Sentenza n. 89/1962
Illegittimità costituzionale dichiarata · depositata il 22/11/1962 · relatore Giuseppe Castelli Avolio
Norme in gioco
dichiarata illegittima
- art. 18r.d.l. 334/1939
- art. 97r.d. 3270/1923
usata come parametro
Epigrafe
ha pronunciato la seguente SENTENZA nei giudizi riuniti di legittimità costituzionale del secondo
comma dell'art. 18 del R.D.L. 28 febbraio 1939, n. 334, concernente
l'imposta di fabbricazione sugli olii minerali, e dell'art. 97 del R.D.

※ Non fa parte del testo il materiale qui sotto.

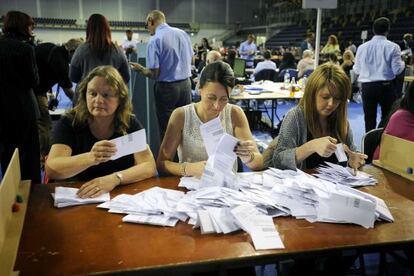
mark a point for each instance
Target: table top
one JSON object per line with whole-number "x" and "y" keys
{"x": 86, "y": 239}
{"x": 270, "y": 91}
{"x": 409, "y": 78}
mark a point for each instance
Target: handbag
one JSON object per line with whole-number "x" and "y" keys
{"x": 53, "y": 100}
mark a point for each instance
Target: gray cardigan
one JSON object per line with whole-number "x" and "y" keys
{"x": 293, "y": 133}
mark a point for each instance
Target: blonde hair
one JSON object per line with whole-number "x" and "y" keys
{"x": 332, "y": 77}
{"x": 123, "y": 113}
{"x": 348, "y": 55}
{"x": 307, "y": 53}
{"x": 333, "y": 38}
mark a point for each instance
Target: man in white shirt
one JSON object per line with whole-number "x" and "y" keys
{"x": 377, "y": 63}
{"x": 248, "y": 50}
{"x": 129, "y": 45}
{"x": 266, "y": 64}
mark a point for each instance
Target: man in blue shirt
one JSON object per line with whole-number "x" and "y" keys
{"x": 377, "y": 63}
{"x": 248, "y": 50}
{"x": 169, "y": 57}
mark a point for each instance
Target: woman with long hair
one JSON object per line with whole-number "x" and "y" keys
{"x": 18, "y": 106}
{"x": 311, "y": 131}
{"x": 98, "y": 50}
{"x": 82, "y": 148}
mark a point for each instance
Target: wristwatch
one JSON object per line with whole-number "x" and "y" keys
{"x": 120, "y": 177}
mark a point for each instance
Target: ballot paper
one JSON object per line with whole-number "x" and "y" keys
{"x": 130, "y": 143}
{"x": 211, "y": 133}
{"x": 344, "y": 175}
{"x": 340, "y": 153}
{"x": 64, "y": 197}
{"x": 260, "y": 227}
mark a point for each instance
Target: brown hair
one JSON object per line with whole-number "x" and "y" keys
{"x": 17, "y": 22}
{"x": 112, "y": 77}
{"x": 332, "y": 77}
{"x": 98, "y": 34}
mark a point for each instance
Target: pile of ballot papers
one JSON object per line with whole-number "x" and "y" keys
{"x": 344, "y": 175}
{"x": 64, "y": 197}
{"x": 271, "y": 193}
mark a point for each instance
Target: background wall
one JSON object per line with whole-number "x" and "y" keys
{"x": 214, "y": 17}
{"x": 196, "y": 11}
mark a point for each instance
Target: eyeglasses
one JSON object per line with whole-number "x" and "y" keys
{"x": 105, "y": 95}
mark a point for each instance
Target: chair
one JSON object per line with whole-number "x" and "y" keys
{"x": 307, "y": 73}
{"x": 293, "y": 73}
{"x": 370, "y": 141}
{"x": 266, "y": 74}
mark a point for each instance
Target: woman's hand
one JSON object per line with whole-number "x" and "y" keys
{"x": 355, "y": 159}
{"x": 102, "y": 151}
{"x": 98, "y": 186}
{"x": 245, "y": 150}
{"x": 195, "y": 169}
{"x": 324, "y": 146}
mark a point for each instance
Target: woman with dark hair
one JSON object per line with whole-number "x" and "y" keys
{"x": 288, "y": 62}
{"x": 18, "y": 106}
{"x": 98, "y": 50}
{"x": 81, "y": 146}
{"x": 311, "y": 130}
{"x": 204, "y": 47}
{"x": 183, "y": 130}
{"x": 401, "y": 120}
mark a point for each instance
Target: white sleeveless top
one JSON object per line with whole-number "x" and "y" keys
{"x": 191, "y": 148}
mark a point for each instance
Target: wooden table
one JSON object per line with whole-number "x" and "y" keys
{"x": 85, "y": 239}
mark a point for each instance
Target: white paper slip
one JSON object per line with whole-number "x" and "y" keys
{"x": 130, "y": 143}
{"x": 340, "y": 153}
{"x": 65, "y": 196}
{"x": 266, "y": 240}
{"x": 211, "y": 133}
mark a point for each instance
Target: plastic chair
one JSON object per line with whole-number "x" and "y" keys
{"x": 307, "y": 73}
{"x": 266, "y": 74}
{"x": 370, "y": 141}
{"x": 293, "y": 73}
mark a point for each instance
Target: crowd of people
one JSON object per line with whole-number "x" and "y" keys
{"x": 81, "y": 148}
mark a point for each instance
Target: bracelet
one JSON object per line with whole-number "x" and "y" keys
{"x": 183, "y": 167}
{"x": 251, "y": 158}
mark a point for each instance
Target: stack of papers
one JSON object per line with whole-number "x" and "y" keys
{"x": 64, "y": 197}
{"x": 156, "y": 206}
{"x": 344, "y": 176}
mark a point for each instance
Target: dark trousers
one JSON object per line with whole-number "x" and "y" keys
{"x": 374, "y": 93}
{"x": 169, "y": 96}
{"x": 24, "y": 136}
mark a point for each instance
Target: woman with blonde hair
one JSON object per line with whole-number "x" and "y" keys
{"x": 311, "y": 131}
{"x": 332, "y": 46}
{"x": 82, "y": 148}
{"x": 348, "y": 62}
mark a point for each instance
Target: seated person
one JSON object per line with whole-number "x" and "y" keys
{"x": 306, "y": 63}
{"x": 81, "y": 148}
{"x": 266, "y": 64}
{"x": 288, "y": 61}
{"x": 401, "y": 122}
{"x": 183, "y": 130}
{"x": 311, "y": 130}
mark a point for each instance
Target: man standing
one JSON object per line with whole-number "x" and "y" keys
{"x": 248, "y": 50}
{"x": 53, "y": 65}
{"x": 129, "y": 45}
{"x": 169, "y": 57}
{"x": 377, "y": 63}
{"x": 307, "y": 43}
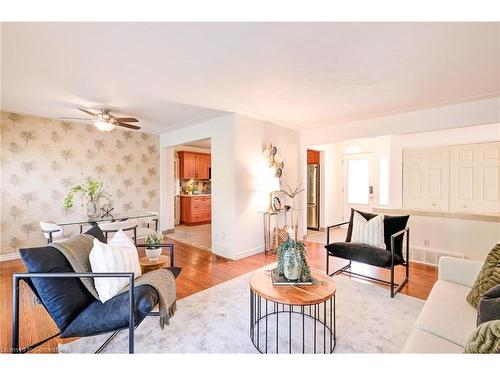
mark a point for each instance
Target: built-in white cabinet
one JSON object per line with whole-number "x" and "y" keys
{"x": 475, "y": 178}
{"x": 426, "y": 179}
{"x": 462, "y": 178}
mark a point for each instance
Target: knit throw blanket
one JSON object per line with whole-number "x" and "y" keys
{"x": 77, "y": 249}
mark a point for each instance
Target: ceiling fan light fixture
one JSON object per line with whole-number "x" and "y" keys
{"x": 104, "y": 126}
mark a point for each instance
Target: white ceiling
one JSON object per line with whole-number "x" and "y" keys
{"x": 297, "y": 74}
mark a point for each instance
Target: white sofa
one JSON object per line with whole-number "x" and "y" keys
{"x": 447, "y": 319}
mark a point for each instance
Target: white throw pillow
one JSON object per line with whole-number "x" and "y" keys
{"x": 119, "y": 255}
{"x": 368, "y": 232}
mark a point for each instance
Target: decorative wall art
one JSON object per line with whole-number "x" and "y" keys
{"x": 274, "y": 159}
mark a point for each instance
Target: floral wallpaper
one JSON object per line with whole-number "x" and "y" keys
{"x": 42, "y": 159}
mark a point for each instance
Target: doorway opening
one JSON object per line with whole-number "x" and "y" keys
{"x": 193, "y": 194}
{"x": 313, "y": 189}
{"x": 358, "y": 187}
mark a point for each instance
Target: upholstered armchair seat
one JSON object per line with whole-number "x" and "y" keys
{"x": 90, "y": 321}
{"x": 366, "y": 254}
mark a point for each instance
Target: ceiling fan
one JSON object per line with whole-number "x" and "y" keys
{"x": 105, "y": 121}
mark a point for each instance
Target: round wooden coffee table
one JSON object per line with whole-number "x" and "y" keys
{"x": 295, "y": 319}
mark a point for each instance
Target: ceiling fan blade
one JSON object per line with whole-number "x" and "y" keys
{"x": 129, "y": 126}
{"x": 87, "y": 111}
{"x": 126, "y": 119}
{"x": 74, "y": 118}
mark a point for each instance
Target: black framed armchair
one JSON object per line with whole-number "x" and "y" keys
{"x": 76, "y": 312}
{"x": 395, "y": 233}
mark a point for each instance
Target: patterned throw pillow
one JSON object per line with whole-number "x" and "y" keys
{"x": 485, "y": 339}
{"x": 368, "y": 232}
{"x": 488, "y": 277}
{"x": 119, "y": 255}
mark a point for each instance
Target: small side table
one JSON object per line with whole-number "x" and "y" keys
{"x": 151, "y": 265}
{"x": 148, "y": 266}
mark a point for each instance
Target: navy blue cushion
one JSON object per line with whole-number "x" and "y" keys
{"x": 64, "y": 299}
{"x": 113, "y": 314}
{"x": 363, "y": 253}
{"x": 392, "y": 225}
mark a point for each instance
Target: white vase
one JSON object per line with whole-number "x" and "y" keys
{"x": 291, "y": 265}
{"x": 153, "y": 253}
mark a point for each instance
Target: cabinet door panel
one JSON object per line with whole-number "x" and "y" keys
{"x": 463, "y": 183}
{"x": 413, "y": 179}
{"x": 426, "y": 179}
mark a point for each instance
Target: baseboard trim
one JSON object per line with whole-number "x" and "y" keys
{"x": 249, "y": 252}
{"x": 430, "y": 256}
{"x": 11, "y": 256}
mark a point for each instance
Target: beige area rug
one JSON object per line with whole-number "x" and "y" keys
{"x": 216, "y": 320}
{"x": 195, "y": 235}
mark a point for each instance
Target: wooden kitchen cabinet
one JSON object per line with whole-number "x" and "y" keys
{"x": 196, "y": 210}
{"x": 194, "y": 165}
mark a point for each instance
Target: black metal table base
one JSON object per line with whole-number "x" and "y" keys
{"x": 283, "y": 328}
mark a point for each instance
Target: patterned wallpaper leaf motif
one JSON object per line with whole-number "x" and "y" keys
{"x": 89, "y": 154}
{"x": 27, "y": 228}
{"x": 127, "y": 159}
{"x": 119, "y": 169}
{"x": 27, "y": 198}
{"x": 15, "y": 243}
{"x": 99, "y": 144}
{"x": 66, "y": 126}
{"x": 55, "y": 166}
{"x": 36, "y": 174}
{"x": 27, "y": 167}
{"x": 14, "y": 180}
{"x": 14, "y": 148}
{"x": 100, "y": 170}
{"x": 128, "y": 183}
{"x": 67, "y": 154}
{"x": 28, "y": 136}
{"x": 55, "y": 137}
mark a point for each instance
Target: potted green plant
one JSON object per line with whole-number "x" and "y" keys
{"x": 92, "y": 191}
{"x": 292, "y": 261}
{"x": 153, "y": 252}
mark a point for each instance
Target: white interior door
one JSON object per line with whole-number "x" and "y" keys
{"x": 358, "y": 188}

30 dicembre 1923, n. 3270, contenente la legge tributaria sulle
successioni, promossi con le seguenti ordinanze:
1) ordinanza emessa il 9 giugno 1961 dal Tribunale di Milano nel
procedimento civile vertente tra Catanese Teodoro e l'Amministrazione
delle finanze dello Stato, iscritta al n. 110 del Registro ordinanze
1961 e pubblicata nella Gazzetta Ufficiale della Repubblica n. 194 del
5 agosto 1961;
2) ordinanza emessa il 23 gennaio 1962 dalla Corte di appello di
Milano nel procedimento civile vertente tra il curatore dell'eredità
beneficiata di Fiorentini Adele e l'Amministrazione delle finanze dello
Stato, iscritta al n. 39 del Registro ordinanze 1962 e pubblicata nella
Gazzetta Ufficiale della Repubblica n. 78 del 24 marzo 1962;
3) ordinanza emessa il 13 febbraio 1962 dal Tribunale di Messina
nel procedimento civile vertente tra Maugeri Antonino e Genoveffa, La
Rosa Annunziata e l'Amministrazione delle finanze dello Stato, iscritta
al n. 76 del Registro ordinanze 1962 e pubblicata nella Gazzetta
Ufficiale della Repubblica n. 134 del 26 maggio 1962.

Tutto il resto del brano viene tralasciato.